Jason Gross 25 Jun 2024 19:33 UTC
21 points
1

I think it would be valuable to take a set of interesting examples of understood internal structure, and to ask what happens when we train SAEs to try to capture this structure. [...] In other cases, it may seem to us very unnatural to think of the structure we have uncovered in terms of a set of directions (sparse or otherwise) — what does the SAE do in this case?

I’m not sure how SAEs would capture the internal structure of the activations of the pizza model for modular addition, even in theory. In this case, ReLU is used to compute numerical integration, approximating $\int_{- π}^{π} ∣ ∣ cos (\frac{k}{2} + ϕ) ∣ ∣ cos (2 ϕ) d ϕ = \frac{4}{3} cos k$ (and/or similarly for sin). Each neuron is responsible for one small rectangle under the curve.

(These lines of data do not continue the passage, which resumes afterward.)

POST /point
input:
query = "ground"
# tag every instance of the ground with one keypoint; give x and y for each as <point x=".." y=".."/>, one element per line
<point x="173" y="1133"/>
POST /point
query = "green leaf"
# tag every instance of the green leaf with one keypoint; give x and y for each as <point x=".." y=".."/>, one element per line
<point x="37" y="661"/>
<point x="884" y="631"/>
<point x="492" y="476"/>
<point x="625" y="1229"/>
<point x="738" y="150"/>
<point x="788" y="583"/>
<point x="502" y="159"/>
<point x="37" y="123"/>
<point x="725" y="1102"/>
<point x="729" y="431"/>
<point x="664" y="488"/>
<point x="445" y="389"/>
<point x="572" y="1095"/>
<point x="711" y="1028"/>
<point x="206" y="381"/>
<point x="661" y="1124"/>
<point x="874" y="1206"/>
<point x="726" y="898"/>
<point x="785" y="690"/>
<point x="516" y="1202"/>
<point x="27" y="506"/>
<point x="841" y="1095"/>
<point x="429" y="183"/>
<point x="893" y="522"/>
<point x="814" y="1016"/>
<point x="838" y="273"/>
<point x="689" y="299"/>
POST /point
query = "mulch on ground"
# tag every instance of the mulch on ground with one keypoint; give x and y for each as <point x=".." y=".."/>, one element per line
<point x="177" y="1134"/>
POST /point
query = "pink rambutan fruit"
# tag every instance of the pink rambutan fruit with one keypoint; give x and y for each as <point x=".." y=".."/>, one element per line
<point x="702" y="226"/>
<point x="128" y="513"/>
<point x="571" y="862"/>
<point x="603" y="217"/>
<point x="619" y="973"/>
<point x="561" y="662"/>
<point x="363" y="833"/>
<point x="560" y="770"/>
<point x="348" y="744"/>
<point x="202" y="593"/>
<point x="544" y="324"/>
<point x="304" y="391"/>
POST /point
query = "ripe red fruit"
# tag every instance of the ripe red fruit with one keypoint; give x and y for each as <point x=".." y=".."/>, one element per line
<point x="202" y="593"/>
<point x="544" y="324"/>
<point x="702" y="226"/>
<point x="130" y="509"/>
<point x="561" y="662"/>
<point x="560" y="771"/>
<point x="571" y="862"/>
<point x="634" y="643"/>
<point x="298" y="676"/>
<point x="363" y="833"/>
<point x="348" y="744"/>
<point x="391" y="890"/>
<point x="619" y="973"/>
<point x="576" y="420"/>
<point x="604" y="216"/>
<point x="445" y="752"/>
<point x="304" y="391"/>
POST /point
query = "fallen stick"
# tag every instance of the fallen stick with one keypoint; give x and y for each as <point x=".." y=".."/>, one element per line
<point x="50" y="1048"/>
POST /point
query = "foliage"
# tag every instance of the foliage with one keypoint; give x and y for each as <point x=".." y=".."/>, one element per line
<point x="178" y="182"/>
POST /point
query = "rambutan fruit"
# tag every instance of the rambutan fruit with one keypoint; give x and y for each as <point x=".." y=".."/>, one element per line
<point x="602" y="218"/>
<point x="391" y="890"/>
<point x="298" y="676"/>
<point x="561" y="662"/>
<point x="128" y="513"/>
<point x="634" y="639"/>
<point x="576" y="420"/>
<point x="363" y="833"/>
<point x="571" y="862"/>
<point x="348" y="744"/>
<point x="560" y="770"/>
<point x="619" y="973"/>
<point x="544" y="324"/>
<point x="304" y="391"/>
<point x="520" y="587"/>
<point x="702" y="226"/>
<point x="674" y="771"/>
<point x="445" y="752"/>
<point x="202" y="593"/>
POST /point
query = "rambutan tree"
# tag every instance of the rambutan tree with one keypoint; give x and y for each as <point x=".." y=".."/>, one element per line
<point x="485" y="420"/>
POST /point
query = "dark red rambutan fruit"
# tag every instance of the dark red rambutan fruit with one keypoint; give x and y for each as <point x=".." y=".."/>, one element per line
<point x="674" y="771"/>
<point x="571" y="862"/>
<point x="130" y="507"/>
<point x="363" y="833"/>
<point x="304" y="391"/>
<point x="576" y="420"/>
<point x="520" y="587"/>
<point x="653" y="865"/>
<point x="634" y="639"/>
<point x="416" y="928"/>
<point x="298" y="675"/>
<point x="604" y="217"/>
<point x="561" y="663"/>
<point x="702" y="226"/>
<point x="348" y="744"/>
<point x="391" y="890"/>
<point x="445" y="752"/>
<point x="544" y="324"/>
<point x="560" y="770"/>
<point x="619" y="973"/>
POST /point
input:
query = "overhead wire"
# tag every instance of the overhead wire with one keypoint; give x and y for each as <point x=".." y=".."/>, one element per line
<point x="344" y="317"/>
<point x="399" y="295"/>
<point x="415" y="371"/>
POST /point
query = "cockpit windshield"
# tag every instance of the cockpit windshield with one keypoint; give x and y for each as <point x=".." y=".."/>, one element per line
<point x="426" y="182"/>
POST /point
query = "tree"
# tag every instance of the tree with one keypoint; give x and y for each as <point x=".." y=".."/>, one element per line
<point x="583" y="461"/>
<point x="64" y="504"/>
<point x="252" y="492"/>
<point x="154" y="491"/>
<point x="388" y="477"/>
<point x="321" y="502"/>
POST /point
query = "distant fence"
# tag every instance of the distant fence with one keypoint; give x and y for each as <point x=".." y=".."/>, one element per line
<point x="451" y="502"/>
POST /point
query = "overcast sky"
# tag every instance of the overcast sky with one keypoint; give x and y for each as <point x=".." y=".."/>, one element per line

Its input is the part of the integrand under the absolute value/ReLU, $cos (\frac{k}{2} + ϕ)$ (times a shared scaling coefficient), and the neuron’s coefficient in the fourier-transformed decoder matrix is the area element $cos (2 ϕ) d ϕ$ (again times a shared scaling coefficient).

Notably, in this scheme, the only fully free parameters are: the frequencies of interest, the ordering of neurons, and the two scaling coefficients. There are also constrained parameters for how evenly the space is divided up into boxes and where the function evaluation points are within each box. But the geometry of activation space here is effectively fully constrained up to permutation of the axes and global scaling factors.

What could SAEs even find in this case?